Film gerek asiri uzunlugu (4 saat) gerekse en etkileyici sahnelerinin tamamen diyalogsuz sahneler olusu itibariyla Tarkovski'nin Stanislaw Lem uyarlamasi olan "Solyaris"ini fena halde hatirlatiyor. Baslarda ciddi bir sabir gerektiriyor olsa da sonrasinda bu sabrin meyvelerini fazlasiyla aliyorsunuz. Michel Piccoli, esi Liz (Jane Birkin) ile beraber kucuk bir kasabada yasayan, ilhamini ve arzusunu kaybetmis asiri yetenekli yasli ressam Edouard Frenhofer roluyle buyuluyor. Frenhofer, 10 yil once biraktigi temel projesi olan "La Belle Noiseuse" adli eseri yapma sevkini evini ziyarete gelen yetenekli genc ressam Nicolas (D. Burzstein) ve sevgilisi Marianne (E. Beart) sayesinde tekrar kazaniyor. Frenhofer'in basyapiti olacak tablo icin Marianne'in model olmasi ile beraber, filmin duygusal gerilimli ve entelektuel acidan zengin sorgulamalariyla dolu atmosferi ciddi bir yogunluk kazaniyor. Hep beraber, buyuk bir ressamin basyapitina dogru ciktigi sarsici yolculukta cevresindeki herkesi nasil da o yapitin insasi surecine eklemledigine tanik oluyoruz. Tum yasami tek bir an'da toplayip onu tuvale tasima arzusu gerceklestirilebilir mi? sorusunu ressamla beraber seyirciye de sordurmayi basariyor film. Sanatin nasil yikici ve sadece sanaticiyi degil cevresindeki herkesi de donusturucu bir etkisi oldugunu kuvvetle hissediyorsunuz. O var olmayan fakat sancilarla dogmakta olan yapit, gorunmeyen bir takim baglarla sanki ressam da dahil olmak uzere herkesi kendisine tutsak ediyor. O yapitin dogmasi icin herkesin kendinden birseyler feda etmesi, oldugu haliyle kendinden vazgecmesi gerekiyor -filmin icine her saniye biraz daha girdikce bunu goruyor, yasiyor, anliyor, ve takdir ediyorsunuz.

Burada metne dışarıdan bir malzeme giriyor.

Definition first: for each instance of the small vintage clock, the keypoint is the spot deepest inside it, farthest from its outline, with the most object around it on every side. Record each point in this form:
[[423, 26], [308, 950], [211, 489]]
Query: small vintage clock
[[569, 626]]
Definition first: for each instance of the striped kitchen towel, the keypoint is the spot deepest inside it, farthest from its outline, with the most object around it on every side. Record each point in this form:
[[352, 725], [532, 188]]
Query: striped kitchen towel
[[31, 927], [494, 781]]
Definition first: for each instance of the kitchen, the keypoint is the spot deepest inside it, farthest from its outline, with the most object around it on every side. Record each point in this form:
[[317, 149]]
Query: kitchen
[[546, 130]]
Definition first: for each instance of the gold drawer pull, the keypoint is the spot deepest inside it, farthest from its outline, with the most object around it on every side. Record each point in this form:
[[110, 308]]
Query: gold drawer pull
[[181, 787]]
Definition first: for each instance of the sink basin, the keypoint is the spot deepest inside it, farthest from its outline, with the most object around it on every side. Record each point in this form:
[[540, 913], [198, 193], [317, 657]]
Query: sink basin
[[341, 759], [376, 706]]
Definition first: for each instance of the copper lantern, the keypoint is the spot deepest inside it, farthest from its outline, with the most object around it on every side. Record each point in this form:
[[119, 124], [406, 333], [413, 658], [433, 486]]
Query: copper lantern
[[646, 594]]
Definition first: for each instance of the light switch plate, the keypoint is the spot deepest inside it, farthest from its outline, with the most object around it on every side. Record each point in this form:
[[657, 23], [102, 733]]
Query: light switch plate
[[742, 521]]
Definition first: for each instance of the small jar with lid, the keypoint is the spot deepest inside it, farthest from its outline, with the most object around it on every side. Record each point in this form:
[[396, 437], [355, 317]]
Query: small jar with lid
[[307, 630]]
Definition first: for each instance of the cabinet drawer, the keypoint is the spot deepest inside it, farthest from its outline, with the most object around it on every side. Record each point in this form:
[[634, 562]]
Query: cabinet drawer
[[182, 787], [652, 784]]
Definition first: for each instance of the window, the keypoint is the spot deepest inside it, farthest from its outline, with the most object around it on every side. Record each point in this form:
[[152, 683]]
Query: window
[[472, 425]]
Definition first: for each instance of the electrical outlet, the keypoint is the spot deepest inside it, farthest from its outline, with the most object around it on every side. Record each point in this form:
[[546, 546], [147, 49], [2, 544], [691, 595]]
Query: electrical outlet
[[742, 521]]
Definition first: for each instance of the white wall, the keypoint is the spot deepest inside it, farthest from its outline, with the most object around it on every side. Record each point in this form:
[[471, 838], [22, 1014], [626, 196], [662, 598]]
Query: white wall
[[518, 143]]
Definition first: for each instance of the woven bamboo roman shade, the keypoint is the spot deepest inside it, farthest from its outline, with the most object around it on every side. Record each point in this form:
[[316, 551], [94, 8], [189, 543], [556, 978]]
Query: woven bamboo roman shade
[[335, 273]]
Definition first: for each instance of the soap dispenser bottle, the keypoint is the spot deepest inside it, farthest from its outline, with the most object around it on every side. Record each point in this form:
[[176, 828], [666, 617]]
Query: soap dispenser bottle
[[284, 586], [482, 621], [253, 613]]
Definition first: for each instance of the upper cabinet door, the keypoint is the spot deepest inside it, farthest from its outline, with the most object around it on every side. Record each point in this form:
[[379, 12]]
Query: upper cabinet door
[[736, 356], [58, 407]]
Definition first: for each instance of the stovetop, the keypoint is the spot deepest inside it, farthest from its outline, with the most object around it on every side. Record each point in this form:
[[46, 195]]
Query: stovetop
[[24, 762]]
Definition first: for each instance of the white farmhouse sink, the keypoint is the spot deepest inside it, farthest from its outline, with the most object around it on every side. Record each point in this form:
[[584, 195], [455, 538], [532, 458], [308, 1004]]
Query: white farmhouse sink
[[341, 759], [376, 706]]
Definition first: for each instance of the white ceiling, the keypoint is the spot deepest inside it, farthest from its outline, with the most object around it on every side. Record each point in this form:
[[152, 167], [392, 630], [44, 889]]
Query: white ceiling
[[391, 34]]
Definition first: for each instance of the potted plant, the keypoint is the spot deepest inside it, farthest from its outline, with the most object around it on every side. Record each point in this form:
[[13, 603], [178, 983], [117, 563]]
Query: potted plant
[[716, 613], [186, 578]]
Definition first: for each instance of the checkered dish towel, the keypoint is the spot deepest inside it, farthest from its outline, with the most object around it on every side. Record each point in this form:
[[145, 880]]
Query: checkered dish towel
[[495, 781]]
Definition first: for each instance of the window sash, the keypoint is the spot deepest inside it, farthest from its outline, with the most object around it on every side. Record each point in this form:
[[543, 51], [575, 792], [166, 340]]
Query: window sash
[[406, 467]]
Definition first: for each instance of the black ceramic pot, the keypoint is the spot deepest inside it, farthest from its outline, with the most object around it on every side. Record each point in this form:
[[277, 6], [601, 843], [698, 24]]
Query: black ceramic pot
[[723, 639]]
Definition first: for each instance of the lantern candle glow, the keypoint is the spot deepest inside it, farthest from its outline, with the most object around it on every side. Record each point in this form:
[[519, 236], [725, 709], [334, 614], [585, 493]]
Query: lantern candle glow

Film hakkinda ilginc bir not: bildigimiz anlamda bir senaryosu yok filmin. Her gun bir onceki gunde yapilan cekimler yol gosteriyor filmin alacagi sekle. Bu haliyle de gerceklik ile kurgu arasindaki sinirlari zorlayan bir tarafi var, ayrica takdire deger.